Lastly, I have an intrinsic curse which forces me to learn and understand different facets of healthcare. In my current role as a BioAdvance Coordinator for Janssen Pharmaceuticals, I am being exposed to different aspects that I had not been exposed to in my role as a pharmacy manager for all those years. I do not know what the future holds for me, but I do know that my time, as valuable as it is, will not be spent only in a dispensary.  

How do you define success?

First, do I enjoy what I am doing? Currently, yes! Money comes and goes. More so the latter in this current economy. Success for me is not loathing the job that I go to day in and day out. My days, while not always exciting, are at the very least not dreadful. I enjoy the pharmacies that I have built, the staff that I work with, and my amazing patients who show us the same respect that we show them. This was a big change for me from the days of working relief in my earlier career. Some shifts were good, others bad, and some bad enough to make me walk away from pharmacy practice for an entire year to pursue professional photography, which I still enjoy doing to this day! 

How do you manage work/life balance?

This is a tricky one, because I haven’t figured this one out. I can’t even count how many sleepless nights I’ve had over the last five years or so. Business ownership, especially in new fields for me like consultancy and wholesale distribution can be incredibly taxing and even debilitating. This is further complicated as I am recently married to an entrepreneurial corporate lawyer, who is as driven as I am, if not worse! Burnout is real! Always remember it is ok to not be ok. Take care of yourself mentally, physically and emotionally. As the saying goes, the journey is more important than the destination. That destination will come in due time, but take it from me personally, let yourself every once in a while stop and smell the roses.  

What advice would you give to colleagues who want to become entrepreneurs?
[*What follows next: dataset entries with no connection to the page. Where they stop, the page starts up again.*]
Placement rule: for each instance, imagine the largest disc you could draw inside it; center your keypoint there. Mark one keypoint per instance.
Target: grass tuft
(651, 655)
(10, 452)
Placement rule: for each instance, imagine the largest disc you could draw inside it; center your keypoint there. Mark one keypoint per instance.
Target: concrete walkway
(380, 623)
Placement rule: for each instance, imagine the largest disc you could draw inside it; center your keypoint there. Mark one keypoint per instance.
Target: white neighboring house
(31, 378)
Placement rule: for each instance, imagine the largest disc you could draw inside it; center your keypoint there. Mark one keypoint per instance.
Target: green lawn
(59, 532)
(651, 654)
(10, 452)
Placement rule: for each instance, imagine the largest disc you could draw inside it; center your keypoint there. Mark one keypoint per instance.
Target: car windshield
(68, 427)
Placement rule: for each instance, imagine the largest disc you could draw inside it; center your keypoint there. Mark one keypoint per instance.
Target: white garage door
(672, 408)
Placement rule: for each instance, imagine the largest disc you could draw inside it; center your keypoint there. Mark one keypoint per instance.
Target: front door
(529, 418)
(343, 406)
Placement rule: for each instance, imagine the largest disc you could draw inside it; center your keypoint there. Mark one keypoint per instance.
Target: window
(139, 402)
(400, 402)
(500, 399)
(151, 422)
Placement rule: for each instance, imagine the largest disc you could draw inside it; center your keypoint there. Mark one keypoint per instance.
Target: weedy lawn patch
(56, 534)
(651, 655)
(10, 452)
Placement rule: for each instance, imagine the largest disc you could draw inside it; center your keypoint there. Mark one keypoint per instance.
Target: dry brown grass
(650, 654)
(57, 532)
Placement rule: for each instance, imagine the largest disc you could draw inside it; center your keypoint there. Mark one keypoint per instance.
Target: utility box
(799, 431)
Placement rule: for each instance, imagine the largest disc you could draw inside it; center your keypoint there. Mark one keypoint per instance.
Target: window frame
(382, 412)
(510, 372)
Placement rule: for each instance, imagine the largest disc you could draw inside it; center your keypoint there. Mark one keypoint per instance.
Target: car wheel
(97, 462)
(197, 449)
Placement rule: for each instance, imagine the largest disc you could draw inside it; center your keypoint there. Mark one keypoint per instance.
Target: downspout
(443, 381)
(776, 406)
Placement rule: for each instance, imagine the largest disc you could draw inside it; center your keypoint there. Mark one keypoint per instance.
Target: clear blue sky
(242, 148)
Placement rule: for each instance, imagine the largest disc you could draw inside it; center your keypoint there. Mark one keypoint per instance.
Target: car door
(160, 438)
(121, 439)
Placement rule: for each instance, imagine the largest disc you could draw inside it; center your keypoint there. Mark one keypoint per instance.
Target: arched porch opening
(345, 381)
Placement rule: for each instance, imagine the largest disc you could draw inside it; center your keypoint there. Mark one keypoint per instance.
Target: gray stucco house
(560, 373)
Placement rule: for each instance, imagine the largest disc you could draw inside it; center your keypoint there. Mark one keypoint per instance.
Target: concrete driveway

Owning a pharmacy is just one of many avenues where you can define success. Having work-life balance is something owners, especially at the beginning, don’t have. We glorify pharmacy ownership, putting it on a pedestal when in actuality there are so many fulfilling roles that will utilize your knowledge and be exciting to do daily. I aspired in my early career to own multiple pharmacies. Having accomplished that, it was not fulfilling for my personal growth. I’m focusing on consulting, wholesale distribution, working for large pharmaceutical companies and even international opportunities in weight loss and cosmetics. A few short years ago, these wouldn’t have even crossed my mind as being potential pathways for my career. My mind is opened and free from the constraints of colouring inside the lines. My purpose and ethos are driven when I think outside the box. If you have an idea, something that will make life better for pharmacists, or patients, or both, explore it at all costs. You never know when your idea might change the way we practise. After all, a better future for all pharmacists is a safer future for all patients.